Les bévues des manuels sont gratinées : « Enlevez tous disques de leurs promenades, et alors cliquez à côté de coup monté complet. ».
Je suis en revanche admiratif quand je consulte Chine Nouvelle (Xinhua) où je décèle de petites imperfections de style, rarement, très rarement, dans le fil du « service français », de véritables fautes, et pratiquement aucune erreur factuelle. Or, dans une agence de presse, on se « tire la bourre » avec la concurrence : il faut faire « fissa ».
Sky, my husband fut un livre très prisé des anglicistes, de même que les livres d’Adrienne (les dictionnaires de l’américain parlé), et je recommande vivement l’illustré Sky Mortimer (chez Words and Co, de John-Wolf Whistle, alias Jean-Loup Chifflet, ou Dictionnaire français-anglais des expressions courantes). I own it a proud candle! (sic).Car ce n’est pas un chat qu’on a dans la gorge, mais un « Français » (a frog), à l’autre bout du chunnel, sur l’Eurostar, dans le Paris-Londres. Bon, un Français, pas de quoi alarmer Brigitte Bardot, évidemment. Mais c’est bien d’un matou qu’il s’agit en français, et d’une coassante grenouille, en anglais.
L’erreur de traduction ne fouette pas de chat ? De clavardage (québécois pour un Web chat) ou de dialogue en ligne ? Allons donc ! No reason to get crazy? De quoi plutôt vous laisser vite « out for the count » (dans le cirage, et non sorti du manoir du comte pour son compte).
Je ne sais même pas si ce site promettant de l’argent facile contre des « traductions » fournit vraiment des clients. Bien sûr, there is no such word as “cannot” (impossible n’est pas français). Mais si je voyais une telle annonce sur un site français, je me sentirais en devoir d’alerter la Répression des fraudes. It smells foul, and needs a smack. À mon humble avis en tout cas. Pas de quoi être MDR (LOL) du tout, à mes yeux.
Le tarif réglé aux traducteurs par Babylon (société associée notamment à la maison Larousse, et d’autres, pour le traitement du langage naturel) est de 0,08 USD du mot. De=of=0,06 euro. Le service est facturé à environ 0,1 aux clients (56 euros pour 500 mots, tarif dégressif). Parfois, on traduit pied au plancher (enfin, à 60 mots/min au clavier), parfois c’est lent, très lent, fastidieux, prise de tête, éprouvant, épouvantable. Même, pour moi, après deux mastères d’anglais, une préparation au Capès (recalé à l’oral) et une pratique certaine. Tout dépend, et Systran, un logiciel, peut sans doute parfois aider (surtout si on l’enrichit de formules récurrentes) mais je l’ai délaissé depuis belle lurette.
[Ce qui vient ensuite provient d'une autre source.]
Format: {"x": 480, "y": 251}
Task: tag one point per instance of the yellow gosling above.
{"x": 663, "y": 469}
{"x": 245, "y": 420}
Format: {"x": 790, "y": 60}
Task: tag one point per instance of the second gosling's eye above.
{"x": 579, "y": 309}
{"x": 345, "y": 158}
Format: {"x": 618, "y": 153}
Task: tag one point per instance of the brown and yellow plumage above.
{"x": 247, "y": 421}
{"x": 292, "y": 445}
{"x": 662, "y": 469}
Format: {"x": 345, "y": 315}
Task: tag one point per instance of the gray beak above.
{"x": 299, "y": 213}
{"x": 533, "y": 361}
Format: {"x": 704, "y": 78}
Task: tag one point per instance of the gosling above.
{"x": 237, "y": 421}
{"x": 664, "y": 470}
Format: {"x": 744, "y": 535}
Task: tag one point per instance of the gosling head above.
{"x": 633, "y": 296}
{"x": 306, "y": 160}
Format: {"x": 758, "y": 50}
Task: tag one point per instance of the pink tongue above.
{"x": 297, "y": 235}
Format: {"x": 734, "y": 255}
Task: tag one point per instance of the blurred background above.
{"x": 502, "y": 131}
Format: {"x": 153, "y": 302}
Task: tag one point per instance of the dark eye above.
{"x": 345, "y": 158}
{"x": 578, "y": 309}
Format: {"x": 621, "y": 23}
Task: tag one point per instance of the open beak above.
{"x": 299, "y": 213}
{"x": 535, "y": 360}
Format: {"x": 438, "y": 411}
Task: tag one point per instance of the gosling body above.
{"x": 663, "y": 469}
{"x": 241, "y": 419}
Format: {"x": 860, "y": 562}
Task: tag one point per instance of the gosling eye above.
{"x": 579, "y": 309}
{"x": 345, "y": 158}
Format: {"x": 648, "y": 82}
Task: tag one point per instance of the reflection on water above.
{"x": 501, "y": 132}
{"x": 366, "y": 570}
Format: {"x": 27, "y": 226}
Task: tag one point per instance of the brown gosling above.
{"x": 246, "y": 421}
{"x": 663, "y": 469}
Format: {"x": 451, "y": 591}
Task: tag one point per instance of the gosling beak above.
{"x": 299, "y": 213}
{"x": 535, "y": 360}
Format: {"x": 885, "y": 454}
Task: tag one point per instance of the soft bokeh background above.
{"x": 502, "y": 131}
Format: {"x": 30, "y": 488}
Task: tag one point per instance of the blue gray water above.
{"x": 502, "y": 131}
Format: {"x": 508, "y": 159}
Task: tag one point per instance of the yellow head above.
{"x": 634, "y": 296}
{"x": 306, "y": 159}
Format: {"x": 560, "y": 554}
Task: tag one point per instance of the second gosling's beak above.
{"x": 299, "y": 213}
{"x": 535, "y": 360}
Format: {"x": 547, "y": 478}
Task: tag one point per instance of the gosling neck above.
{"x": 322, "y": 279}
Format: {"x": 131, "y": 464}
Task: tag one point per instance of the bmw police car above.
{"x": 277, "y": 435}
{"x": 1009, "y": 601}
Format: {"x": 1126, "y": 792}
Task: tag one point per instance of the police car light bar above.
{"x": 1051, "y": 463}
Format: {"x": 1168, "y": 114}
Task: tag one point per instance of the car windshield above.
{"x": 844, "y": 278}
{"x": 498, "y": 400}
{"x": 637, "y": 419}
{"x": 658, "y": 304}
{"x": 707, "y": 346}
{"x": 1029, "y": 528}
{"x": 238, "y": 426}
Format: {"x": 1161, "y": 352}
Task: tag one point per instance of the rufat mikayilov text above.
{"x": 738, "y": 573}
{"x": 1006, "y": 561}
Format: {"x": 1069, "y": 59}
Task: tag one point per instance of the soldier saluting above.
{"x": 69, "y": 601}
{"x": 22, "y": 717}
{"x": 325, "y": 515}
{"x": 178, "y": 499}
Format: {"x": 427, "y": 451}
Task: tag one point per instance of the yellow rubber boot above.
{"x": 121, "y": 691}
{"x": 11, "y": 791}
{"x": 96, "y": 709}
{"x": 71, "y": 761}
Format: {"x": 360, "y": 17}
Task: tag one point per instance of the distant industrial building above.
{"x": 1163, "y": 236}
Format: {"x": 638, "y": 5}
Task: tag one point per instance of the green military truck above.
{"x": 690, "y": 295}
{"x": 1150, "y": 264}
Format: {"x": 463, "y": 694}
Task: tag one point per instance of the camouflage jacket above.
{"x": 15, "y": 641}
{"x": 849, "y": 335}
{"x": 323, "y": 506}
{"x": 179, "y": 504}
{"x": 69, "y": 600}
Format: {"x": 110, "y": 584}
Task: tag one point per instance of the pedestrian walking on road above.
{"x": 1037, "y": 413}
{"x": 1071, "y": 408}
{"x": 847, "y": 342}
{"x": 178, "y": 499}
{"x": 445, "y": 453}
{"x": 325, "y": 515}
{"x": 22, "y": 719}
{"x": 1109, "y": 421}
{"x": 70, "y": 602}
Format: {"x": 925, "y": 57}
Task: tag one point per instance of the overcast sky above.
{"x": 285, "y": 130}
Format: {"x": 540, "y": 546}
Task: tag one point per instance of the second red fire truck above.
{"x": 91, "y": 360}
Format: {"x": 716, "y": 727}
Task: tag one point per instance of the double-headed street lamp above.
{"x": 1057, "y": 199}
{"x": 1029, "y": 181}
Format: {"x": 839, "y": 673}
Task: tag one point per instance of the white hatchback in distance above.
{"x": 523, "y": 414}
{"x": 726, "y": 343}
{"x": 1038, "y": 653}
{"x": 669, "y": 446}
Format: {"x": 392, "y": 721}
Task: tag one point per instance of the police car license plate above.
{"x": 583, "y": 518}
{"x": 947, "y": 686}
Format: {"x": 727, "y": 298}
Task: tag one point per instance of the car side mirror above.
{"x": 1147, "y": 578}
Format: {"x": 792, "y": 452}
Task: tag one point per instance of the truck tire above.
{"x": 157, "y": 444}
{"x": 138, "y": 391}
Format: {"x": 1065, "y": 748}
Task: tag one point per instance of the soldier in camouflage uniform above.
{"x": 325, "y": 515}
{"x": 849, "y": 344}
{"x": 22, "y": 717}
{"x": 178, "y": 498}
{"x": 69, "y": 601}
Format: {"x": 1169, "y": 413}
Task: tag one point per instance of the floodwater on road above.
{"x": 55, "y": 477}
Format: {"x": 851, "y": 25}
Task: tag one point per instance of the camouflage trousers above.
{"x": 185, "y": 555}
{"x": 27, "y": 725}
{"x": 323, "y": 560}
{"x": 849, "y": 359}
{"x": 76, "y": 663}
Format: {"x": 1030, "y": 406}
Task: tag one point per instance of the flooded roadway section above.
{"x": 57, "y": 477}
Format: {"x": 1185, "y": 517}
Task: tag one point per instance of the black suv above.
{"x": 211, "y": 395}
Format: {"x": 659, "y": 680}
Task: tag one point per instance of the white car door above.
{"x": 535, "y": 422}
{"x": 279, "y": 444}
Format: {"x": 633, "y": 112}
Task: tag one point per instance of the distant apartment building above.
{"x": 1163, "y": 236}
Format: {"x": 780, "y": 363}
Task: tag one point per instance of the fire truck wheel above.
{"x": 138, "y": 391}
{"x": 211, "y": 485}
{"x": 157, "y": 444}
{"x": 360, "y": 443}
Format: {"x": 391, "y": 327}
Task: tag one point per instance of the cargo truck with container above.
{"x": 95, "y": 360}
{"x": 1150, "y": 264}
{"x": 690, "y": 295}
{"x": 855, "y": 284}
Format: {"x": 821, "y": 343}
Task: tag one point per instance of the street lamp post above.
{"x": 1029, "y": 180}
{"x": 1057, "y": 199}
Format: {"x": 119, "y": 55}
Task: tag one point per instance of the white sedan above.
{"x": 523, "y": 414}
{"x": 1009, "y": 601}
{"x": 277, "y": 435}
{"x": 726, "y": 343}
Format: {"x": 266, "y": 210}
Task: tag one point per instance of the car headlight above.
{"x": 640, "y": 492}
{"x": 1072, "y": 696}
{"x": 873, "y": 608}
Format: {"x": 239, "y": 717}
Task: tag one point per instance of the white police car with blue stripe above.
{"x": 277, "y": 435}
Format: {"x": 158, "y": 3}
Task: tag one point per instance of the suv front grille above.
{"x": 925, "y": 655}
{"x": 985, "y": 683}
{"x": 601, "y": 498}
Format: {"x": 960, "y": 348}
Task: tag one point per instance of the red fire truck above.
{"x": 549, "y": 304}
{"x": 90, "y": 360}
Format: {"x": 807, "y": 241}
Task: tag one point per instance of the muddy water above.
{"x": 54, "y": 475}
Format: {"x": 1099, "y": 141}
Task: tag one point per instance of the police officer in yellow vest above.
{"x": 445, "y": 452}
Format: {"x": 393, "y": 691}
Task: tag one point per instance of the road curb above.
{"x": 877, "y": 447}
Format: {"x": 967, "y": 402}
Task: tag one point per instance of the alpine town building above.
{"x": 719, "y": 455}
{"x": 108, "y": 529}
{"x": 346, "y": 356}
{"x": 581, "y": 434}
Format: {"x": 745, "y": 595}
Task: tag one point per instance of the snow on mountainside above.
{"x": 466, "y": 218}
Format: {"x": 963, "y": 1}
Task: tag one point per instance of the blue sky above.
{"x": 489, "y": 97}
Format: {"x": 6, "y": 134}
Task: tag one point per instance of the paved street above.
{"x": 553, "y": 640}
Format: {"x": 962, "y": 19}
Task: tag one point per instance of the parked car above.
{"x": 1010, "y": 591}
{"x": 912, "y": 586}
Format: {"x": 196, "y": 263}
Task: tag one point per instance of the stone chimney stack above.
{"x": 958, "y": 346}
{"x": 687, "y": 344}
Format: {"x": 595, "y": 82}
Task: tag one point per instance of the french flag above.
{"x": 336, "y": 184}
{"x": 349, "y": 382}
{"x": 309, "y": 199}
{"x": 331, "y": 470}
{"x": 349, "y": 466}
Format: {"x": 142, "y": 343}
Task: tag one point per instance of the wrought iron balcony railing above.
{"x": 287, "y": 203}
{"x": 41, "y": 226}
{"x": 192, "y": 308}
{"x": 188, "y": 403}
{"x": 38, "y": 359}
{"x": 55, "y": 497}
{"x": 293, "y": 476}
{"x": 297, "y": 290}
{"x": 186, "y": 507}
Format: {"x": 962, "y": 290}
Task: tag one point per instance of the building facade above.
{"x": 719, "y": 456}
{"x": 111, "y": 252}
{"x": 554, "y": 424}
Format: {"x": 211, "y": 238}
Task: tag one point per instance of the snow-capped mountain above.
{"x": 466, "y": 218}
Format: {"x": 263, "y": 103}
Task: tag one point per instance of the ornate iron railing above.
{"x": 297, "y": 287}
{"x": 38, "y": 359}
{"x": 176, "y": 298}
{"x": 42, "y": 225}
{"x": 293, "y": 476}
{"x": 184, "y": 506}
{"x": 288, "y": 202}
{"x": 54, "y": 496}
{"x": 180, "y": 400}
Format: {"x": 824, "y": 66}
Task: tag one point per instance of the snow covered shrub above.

La dernière : jouez contre l’euro
Ah, une petite dernière : en anglais comme en français, on évoque des boucles d’oreilles « créoles » (parfois avec, le plus souvent sans l’accent aigu en anglais).
Pas des slave earrings pour des boucles schiave (esclave, en italien).
Et un Business Development Manager n’est pas abrégé en BDM en allemand, car cela évoque la Bund Deustcher Mädel (organisation nazie pour jeunes filles). Too bad! (soit « hélas », et non pas « trop mauvais », « dégoûtant »).
Tiens, une autre : saviez-vous qu’initialement, Google avait traduit le Pays de Galles par « la petite Bretagne » (soit, pour Wales, l’irlandais An Bhreatain Bheag) ? Heureusement, la flotte galloise n’a pas eu à affronter la flotte anglaise sur la Dee. Mais si on avait fait le coup autrefois aux Malouins, Surcouf prenait la mer et chargeait ses canons.
Ah oui, au fait : sur le Guardian, « belle » annonce Google : l’euro va s’effondrer très vite, protégez votre argent… ce qui vous redirige vers un site vous promettant « des profits astronomiques ». Il faut bien sûr payer d’abord. Faites fortune en jouant contre l’euro pour seulement cinq dollars par mois. Vous pouvez y croire…
Merci de cet avertissement, face à un type de dérive qui se généralise au nom du seul profit aveugle et contre l’expertise.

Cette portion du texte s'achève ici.